Die Sache wird an das Landgericht zurückverwiesen.
Dem Landgericht wird aufgegeben, von seinen Bedenken gegen die Zulässigkeit des Antrages vom 23. Januar 2006 Abstand zu nehmen.
Gründe:
Die sofortige Beschwerde des Antragstellers ist begründet. Der Antrag vom 23. Januar 2006 auf Durchführung eines selbständigen Beweisverfahrens ist sowohl nach § 485 Abs. 2 ZPO zulässig als auch im Wege der Gerichtsstandswahl nach §§ 29 Abs. 1, 35 ZPO bei einem im Sinne von § 486 Abs. 2 Satz 1 ZPO zuständigen Gericht anhängig geworden.
1. Der Begriff des rechtlichen Interesses im Sinne von § 485 Abs. 2 ZPO ist weit auszulegen. Es ist nach verbreiteter, vom Senat geteilter Ansicht nur zu verneinen, wenn kein Rechtsverhältnis, kein möglicher Prozessgegner und damit kein Anspruch ersichtlich ist (Zöller/Herget, ZPO, 25. Aufl., § 485 Rd. Nr. 7 a). Dem Antragsteller geht es um die Durchsetzung von Gewährleistungsansprüchen aus einem Kaufvertrag.

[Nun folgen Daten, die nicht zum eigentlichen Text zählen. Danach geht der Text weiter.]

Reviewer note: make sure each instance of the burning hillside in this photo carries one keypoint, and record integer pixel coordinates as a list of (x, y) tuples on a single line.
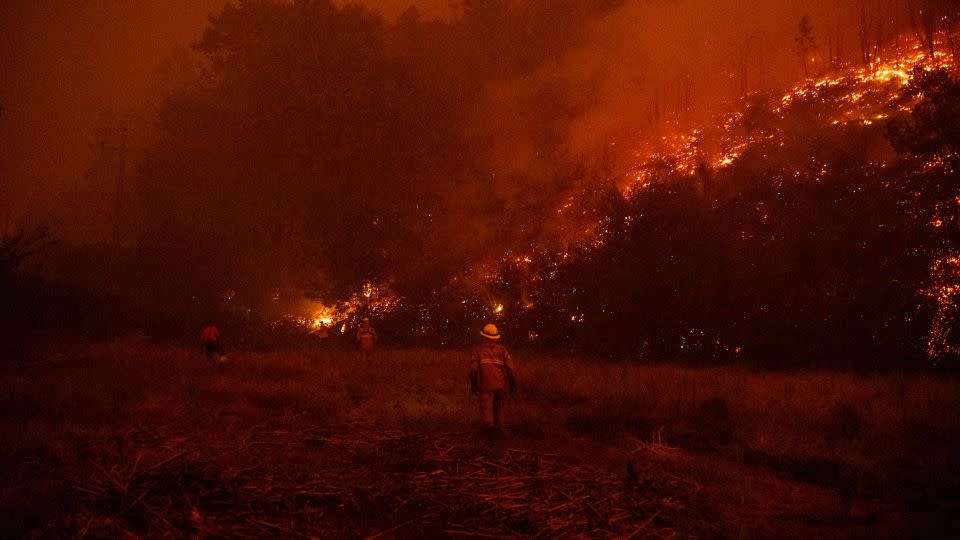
[(791, 214)]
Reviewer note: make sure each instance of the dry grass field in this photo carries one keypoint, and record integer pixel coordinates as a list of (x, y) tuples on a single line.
[(129, 438)]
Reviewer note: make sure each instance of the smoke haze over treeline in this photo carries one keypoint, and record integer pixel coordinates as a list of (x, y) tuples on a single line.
[(615, 68), (308, 148)]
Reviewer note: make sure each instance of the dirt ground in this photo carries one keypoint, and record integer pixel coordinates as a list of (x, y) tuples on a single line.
[(107, 440)]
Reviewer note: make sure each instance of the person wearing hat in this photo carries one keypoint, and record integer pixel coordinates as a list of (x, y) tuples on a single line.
[(491, 375), (365, 340)]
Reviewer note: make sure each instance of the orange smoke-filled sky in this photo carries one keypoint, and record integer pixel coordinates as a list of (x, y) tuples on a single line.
[(63, 63)]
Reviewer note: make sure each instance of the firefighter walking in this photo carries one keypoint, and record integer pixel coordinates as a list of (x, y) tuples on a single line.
[(210, 343), (491, 377), (365, 340)]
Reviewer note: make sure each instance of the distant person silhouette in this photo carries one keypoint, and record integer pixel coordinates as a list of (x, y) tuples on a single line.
[(210, 343), (365, 340)]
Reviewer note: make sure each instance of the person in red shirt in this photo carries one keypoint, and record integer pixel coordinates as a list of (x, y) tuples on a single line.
[(491, 376), (210, 342)]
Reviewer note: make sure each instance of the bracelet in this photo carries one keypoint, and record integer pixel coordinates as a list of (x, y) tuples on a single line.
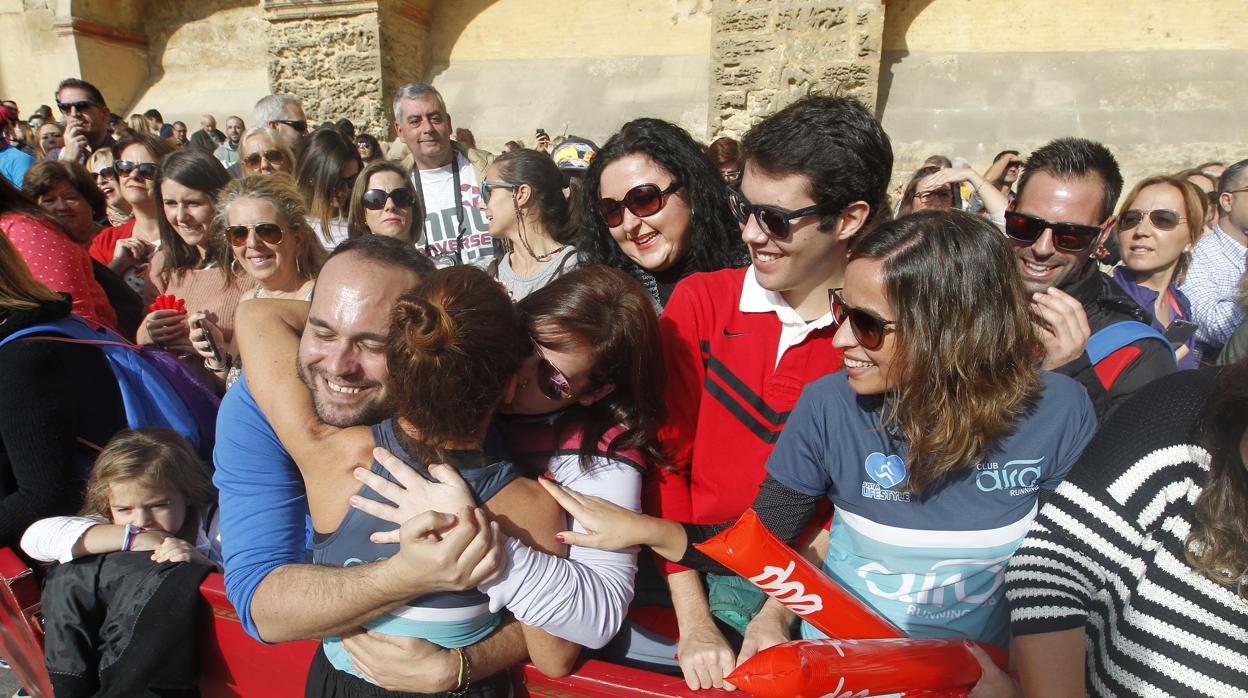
[(129, 537), (464, 674)]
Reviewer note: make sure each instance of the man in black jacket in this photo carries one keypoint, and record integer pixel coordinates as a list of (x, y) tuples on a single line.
[(1063, 211)]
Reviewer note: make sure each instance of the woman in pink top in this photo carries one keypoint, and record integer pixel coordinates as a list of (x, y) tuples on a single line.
[(187, 264), (53, 257), (127, 249)]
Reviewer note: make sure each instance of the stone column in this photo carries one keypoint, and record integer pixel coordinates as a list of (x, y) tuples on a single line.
[(342, 58), (766, 54)]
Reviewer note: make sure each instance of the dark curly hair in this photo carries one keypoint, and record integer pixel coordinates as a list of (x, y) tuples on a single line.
[(715, 237)]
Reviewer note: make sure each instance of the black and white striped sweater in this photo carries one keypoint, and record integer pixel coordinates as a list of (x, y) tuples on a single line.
[(1107, 553)]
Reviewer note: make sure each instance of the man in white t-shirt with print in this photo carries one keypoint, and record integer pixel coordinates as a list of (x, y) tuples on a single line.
[(446, 181)]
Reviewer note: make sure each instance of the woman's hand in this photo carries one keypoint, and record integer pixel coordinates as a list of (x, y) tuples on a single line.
[(202, 329), (176, 550), (167, 329), (994, 682), (413, 495), (705, 657), (610, 527), (129, 254)]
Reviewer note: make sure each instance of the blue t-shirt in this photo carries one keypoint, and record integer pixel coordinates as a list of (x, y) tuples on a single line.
[(263, 506), (932, 565)]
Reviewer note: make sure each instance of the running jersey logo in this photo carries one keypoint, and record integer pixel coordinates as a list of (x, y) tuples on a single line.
[(789, 593), (1016, 477)]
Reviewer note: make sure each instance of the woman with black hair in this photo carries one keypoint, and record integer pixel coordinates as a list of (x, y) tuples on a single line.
[(189, 262), (326, 174), (654, 205), (522, 199)]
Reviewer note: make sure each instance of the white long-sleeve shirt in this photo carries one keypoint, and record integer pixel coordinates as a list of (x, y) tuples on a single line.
[(582, 598), (51, 540)]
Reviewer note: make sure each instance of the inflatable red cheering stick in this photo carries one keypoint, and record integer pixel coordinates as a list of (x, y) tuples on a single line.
[(860, 667), (755, 553)]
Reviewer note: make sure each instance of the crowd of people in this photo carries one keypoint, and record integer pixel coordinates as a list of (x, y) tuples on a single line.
[(426, 405)]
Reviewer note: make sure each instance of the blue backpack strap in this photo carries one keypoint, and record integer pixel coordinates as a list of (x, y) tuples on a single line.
[(1111, 339), (146, 395)]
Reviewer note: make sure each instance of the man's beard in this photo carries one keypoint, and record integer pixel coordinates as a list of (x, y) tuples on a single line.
[(372, 412)]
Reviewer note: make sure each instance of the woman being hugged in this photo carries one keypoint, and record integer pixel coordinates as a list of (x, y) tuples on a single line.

Entgegen der Ansicht des Landgerichts folgt bereits daraus ein rechtliches Interesse des Antragstellers an der Feststellung der Anknüpfungstatsachen für seine vermeintlichen Gewährleistungsrechte, weil es dem Gericht des selbständigen Beweisverfahrens nach § 485 Abs. 2 ZPO verwehrt ist, in Erwägungen über die Erheblichkeit des Beweismittels für den Hauptprozess (Zöller/Herget, a. a. O., Rd. Nr. 4) oder über die Erfolgsaussicht der angekündigten Rechtsverfolgung einzutreten (a. a. O., Rd. Nr. 7 a).

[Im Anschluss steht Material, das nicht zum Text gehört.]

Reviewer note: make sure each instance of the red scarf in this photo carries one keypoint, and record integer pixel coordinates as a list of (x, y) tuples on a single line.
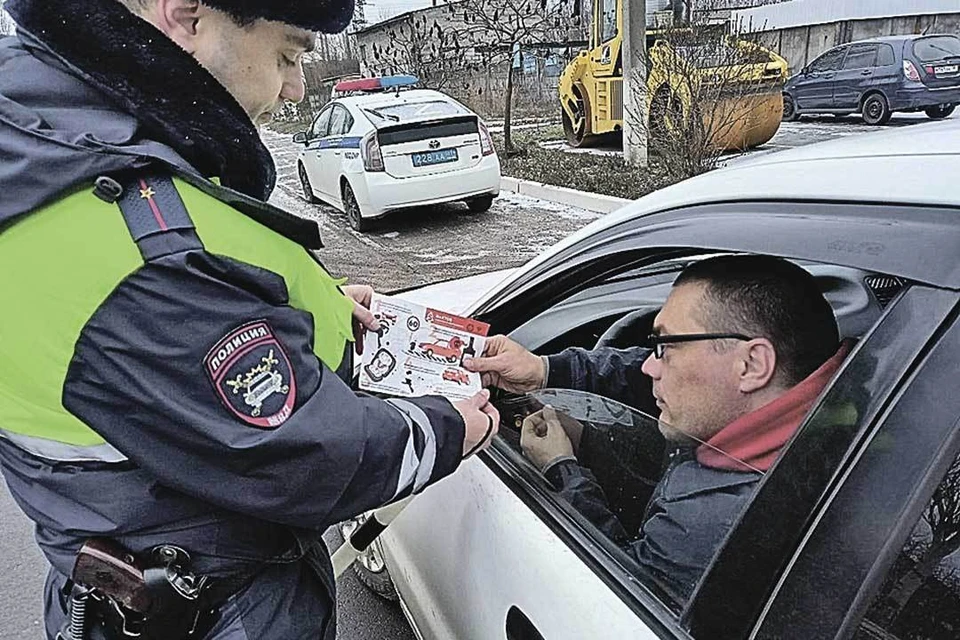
[(756, 438)]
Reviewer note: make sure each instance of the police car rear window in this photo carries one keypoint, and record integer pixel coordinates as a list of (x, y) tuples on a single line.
[(418, 110)]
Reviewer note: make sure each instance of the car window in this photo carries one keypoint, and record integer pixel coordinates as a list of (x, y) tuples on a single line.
[(885, 56), (337, 121), (830, 61), (920, 597), (609, 485), (416, 110), (321, 124), (934, 48), (861, 56), (610, 482)]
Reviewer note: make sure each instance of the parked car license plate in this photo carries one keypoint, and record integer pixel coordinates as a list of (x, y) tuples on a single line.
[(434, 157)]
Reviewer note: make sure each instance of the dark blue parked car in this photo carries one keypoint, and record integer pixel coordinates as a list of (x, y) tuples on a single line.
[(877, 77)]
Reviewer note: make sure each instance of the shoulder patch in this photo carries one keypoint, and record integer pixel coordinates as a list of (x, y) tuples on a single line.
[(252, 375)]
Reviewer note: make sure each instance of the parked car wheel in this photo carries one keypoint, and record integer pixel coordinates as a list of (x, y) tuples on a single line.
[(369, 566), (939, 111), (352, 208), (876, 111), (305, 185), (480, 204), (789, 109)]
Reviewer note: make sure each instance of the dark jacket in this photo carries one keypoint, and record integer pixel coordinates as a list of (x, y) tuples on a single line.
[(175, 362), (692, 507)]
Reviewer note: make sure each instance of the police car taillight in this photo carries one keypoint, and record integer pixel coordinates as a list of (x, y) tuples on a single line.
[(486, 142), (910, 71), (370, 152)]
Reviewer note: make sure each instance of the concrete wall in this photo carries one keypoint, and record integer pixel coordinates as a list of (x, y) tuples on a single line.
[(437, 45), (801, 45)]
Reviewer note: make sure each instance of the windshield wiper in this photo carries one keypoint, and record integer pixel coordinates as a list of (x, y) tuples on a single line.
[(381, 115)]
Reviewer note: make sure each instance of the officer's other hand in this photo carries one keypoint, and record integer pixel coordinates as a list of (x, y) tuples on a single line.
[(363, 318), (507, 365), (481, 419), (543, 439)]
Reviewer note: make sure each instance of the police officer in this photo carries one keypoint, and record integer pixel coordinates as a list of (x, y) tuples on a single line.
[(173, 357)]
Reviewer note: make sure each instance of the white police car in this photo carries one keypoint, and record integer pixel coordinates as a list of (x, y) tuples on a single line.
[(380, 146)]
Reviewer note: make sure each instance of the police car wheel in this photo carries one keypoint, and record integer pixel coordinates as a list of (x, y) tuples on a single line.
[(369, 567)]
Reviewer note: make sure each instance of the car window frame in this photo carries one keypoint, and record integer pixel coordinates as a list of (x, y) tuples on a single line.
[(937, 443), (853, 51), (602, 555), (341, 111), (841, 49), (314, 134), (893, 55), (583, 264)]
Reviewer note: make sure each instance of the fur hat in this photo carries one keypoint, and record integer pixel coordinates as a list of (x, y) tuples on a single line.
[(327, 16)]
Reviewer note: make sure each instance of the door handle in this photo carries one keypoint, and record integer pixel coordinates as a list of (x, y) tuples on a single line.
[(519, 626)]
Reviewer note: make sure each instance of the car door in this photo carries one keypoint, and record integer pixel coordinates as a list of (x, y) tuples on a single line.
[(855, 76), (814, 88), (881, 560), (313, 160), (493, 544)]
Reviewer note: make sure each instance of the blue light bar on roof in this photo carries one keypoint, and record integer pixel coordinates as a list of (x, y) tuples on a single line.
[(391, 82), (375, 84)]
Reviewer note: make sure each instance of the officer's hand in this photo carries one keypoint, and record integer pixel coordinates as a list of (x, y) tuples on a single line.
[(543, 438), (363, 319), (507, 365), (482, 421)]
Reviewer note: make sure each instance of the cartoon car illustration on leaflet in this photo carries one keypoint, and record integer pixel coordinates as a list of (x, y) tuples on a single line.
[(456, 375), (448, 349)]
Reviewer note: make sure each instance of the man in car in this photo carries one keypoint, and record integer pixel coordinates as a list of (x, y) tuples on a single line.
[(174, 387), (739, 353)]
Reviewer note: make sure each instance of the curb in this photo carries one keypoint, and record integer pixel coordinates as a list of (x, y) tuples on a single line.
[(596, 202)]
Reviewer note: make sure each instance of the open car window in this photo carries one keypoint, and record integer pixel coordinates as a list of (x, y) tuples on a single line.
[(660, 500)]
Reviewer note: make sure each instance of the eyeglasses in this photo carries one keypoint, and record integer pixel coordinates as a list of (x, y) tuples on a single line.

Im vorliegenden Falle ist das rechtliche Interesse darüber hinaus schon nach § 485 Abs. 2 Satz 2 ZPO zu bejahen, weil die beantragten Feststellungen der Vermeidung eines Rechtsstreits dienen können. Ob dieser Erfolg tatsächlich eintritt, ist unerheblich.
2. Die Zuständigkeit des Landgerichts Lübeck folgt aus §§ 29 Abs. 1, 35 ZPO. Der Antragsteller hat von dem ihm zustehenden Wahlrecht Gebrauch gemacht, das selbständige Beweisverfahren am besonderen Gerichtsstand des Erfüllungsortes anhängig zu machen.

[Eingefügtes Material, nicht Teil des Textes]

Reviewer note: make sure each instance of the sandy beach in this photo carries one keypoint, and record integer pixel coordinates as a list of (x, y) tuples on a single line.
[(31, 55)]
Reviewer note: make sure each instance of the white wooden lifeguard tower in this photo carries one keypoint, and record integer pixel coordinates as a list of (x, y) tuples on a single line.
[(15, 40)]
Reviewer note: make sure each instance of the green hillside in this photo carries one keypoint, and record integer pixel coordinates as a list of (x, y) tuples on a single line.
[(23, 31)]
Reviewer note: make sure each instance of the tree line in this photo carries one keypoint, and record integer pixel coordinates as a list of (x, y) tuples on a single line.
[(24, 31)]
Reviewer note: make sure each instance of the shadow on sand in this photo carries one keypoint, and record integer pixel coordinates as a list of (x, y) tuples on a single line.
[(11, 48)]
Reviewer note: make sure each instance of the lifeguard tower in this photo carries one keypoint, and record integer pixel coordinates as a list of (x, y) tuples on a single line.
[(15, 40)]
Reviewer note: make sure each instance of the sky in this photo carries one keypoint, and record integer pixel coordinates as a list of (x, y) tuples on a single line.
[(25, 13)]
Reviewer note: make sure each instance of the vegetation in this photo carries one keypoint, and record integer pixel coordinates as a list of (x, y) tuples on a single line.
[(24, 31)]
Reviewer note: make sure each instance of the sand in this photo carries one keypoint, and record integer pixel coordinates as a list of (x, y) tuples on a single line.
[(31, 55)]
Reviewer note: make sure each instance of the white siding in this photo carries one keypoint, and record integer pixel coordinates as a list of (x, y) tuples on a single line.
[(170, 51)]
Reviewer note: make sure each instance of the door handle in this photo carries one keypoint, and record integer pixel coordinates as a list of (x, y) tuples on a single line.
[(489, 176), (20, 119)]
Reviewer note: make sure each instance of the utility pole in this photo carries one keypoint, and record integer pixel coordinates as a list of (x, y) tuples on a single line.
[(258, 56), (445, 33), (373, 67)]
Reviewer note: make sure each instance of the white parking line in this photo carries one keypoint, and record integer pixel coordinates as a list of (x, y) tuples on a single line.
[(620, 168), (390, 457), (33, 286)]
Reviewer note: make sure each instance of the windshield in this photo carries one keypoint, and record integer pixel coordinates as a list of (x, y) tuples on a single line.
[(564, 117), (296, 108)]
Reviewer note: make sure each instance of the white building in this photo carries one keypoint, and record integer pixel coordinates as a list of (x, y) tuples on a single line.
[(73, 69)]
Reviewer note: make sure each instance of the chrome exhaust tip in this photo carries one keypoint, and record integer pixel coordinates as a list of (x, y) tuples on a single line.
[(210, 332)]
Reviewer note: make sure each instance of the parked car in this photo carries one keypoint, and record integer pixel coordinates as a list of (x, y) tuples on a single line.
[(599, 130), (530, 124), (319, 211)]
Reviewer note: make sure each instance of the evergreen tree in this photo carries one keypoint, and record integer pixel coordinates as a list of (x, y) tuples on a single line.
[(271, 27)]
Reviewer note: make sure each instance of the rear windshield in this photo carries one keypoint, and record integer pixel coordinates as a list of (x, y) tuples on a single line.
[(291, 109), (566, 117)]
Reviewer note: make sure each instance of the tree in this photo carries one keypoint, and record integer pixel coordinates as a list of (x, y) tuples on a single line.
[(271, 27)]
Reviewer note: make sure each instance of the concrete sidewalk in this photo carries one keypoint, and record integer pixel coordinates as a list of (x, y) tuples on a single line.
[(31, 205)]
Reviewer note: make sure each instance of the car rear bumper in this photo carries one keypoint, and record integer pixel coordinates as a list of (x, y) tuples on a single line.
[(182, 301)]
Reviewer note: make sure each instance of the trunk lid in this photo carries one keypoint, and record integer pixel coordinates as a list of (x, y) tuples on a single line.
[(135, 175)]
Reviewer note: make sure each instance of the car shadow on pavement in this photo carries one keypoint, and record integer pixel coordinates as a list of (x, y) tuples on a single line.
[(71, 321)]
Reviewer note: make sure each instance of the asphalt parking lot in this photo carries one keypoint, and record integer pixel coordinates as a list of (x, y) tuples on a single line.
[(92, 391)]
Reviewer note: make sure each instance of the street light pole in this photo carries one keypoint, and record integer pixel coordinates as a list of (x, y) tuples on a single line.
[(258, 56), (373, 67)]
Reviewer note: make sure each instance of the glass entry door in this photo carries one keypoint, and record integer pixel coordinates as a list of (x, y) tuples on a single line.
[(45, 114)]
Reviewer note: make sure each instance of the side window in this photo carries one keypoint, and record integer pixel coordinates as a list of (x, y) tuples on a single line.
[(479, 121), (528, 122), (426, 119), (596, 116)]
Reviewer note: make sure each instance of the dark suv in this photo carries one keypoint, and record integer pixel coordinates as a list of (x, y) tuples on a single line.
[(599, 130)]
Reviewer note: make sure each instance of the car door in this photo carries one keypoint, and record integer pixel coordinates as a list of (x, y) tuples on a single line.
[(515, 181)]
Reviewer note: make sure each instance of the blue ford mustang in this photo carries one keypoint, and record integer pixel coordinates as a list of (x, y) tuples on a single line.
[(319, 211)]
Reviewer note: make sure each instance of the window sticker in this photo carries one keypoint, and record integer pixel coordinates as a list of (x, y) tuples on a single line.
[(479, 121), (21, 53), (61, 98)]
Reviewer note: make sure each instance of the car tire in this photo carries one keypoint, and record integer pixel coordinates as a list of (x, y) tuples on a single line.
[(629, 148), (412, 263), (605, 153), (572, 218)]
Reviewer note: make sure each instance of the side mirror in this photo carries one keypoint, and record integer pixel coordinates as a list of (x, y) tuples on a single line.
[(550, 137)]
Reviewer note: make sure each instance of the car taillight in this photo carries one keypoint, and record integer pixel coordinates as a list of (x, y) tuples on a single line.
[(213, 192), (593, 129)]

Erfüllungsort für Gewährleistungsansprüche des Käufers aus einem Kaufvertrag ist der Ort, an dem sich die Sache nach ihrer Zweckbestimmung befindet, hier also der Wohnort des Antragstellers (Palandt/Putzo, BGB, 65. Aufl., § 439 Rd. Nr. 3 a; Zöller/Vollkommer, a. a. O., § 29 Rd. Nr. 25 "Kaufvertrag"). Durch die Ausübung des Wahlrechts durch den Antragstellers nach § 35 ZPO ist allein das Landgericht Lübeck zuständiges Gericht geworden. Das Wahlrecht des Antragstellers ist damit erloschen. Das gilt auch bei Antragstellung im selbständigen Beweisverfahren (Zöller/Vollkommer, a. a. O., § 35 Rd. Nr. 2). Entgegen der Ansicht des Antragstellers in seinem Schriftsatz vom 13. September 2006 scheidet schon deshalb eine Weiterverweisung an das Landgericht Verden aus. Im Übrigen würde der erst jetzt gestellte Verweisungsantrag der sofortigen Beschwerde nicht zum Erfolg verhelfen können, wenn die angefochtene Entscheidung zu Recht die Zuständigkeit des Landgerichts Lübeck verneint hätte.
3. Gemäß § 572 Abs. 3 ZPO erscheint es zweckmäßig, dem Landgericht die erforderlichen Anordnungen zur Durchführung des Verfahrens zu übertragen. Eine Kostenentscheidung hatte nicht zu ergehen. Kosten einer aufhebenden Beschwerdeentscheidung sind Kosten des Ausgangsverfahrens. Über sie ist entweder im nachfolgenden Hauptsacheprozess oder gegebenenfalls später nach § 494 a Abs. 2 ZPO zu befinden.